Professora, eu mesmo conheço colegas seus que estão aí, fazendo parte da sua rotina de trabalho, profissionais médicos da nossa Faculdade de Medicina da Ufac, que sabem que o Transtorno do Espectro Autista não é uma doença. Não tenho como comprar um remédio para curar autismo. Não há essa prescrição, professora. Não tenho como chegar em uma farmácia e dizer: “Moço, por favor, cinco pílulas para combater o autismo do meu filho, por gentileza. Hoje, o autismo dele está de lascar!”
O autismo é um transtorno. Quem o possui vai conviver com ele. O documento que referenda essa situação (laudo) pode ter sido confeccionado há 90 dias, 91 dias, meia hora ou cinco anos. A verdade e o TEA estarão ali tatuados na alma, no olhar, nos choros, nos silêncios, nas depressões, na bipolaridade… são tantas as formas, professora! Os médicos da Ufac têm essa dimensão. Pergunte a eles, professora, que a senhora encontrará raciocínio até mais convincente.
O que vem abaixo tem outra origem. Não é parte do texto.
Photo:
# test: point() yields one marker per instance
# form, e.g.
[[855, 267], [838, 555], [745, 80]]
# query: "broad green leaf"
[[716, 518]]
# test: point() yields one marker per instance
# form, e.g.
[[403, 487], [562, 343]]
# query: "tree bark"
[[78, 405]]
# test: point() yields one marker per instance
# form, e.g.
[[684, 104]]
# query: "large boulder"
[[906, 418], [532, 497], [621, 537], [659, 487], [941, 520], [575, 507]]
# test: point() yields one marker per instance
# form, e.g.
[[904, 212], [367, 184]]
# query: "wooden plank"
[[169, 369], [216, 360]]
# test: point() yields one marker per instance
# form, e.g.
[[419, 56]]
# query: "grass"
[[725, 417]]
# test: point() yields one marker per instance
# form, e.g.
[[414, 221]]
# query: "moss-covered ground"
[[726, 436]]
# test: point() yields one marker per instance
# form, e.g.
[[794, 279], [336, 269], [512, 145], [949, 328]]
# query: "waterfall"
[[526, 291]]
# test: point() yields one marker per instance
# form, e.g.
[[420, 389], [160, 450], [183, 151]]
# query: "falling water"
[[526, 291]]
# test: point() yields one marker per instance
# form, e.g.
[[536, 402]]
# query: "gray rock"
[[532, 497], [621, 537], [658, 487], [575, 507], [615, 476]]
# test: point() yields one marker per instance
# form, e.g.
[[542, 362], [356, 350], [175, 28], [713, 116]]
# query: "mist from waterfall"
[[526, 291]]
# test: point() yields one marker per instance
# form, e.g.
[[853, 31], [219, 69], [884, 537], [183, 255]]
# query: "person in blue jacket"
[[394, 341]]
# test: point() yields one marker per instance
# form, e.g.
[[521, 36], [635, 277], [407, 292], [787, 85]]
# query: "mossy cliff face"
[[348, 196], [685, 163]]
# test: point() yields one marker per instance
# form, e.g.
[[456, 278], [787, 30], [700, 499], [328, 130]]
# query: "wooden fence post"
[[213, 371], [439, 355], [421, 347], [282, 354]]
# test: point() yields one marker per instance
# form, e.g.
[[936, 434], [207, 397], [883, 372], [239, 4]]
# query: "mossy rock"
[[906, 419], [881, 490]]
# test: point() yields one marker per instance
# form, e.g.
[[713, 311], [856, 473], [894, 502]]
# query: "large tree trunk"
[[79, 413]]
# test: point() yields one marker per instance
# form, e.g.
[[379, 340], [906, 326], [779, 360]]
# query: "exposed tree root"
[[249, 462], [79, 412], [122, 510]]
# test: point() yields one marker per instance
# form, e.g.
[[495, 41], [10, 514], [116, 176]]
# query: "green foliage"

Nesse processo todo, eu preciso destacar a postura do MPF e da DPU. São instituições que parecem sentir o aperreio dos pais nos detalhes. A impressão que tenho é que eles procuram olhar o problema por outra dimensão. Parecem ser incapazes de orientar os pais apenas com o frio, antipático e, neste caso, excludente “Tem que observar o que diz o edital!”.
Nós precisamos ter uma gestão pública tão ágil e sensível, professora, que seja capaz de inverter algumas lógicas. Para promover a inclusão. Observando todos os princípios republicanos da administração pública (vou repetir para que não pensem que estou aqui defendendo privilégios. Estou aqui para defender e exigir respeito a direitos: Observando todos os princípios republicanos da administração pública), precisamos fazer com que o edital passe a observar o caso concreto. Eis um bom desafio para todos nós. Não é mesmo, professora?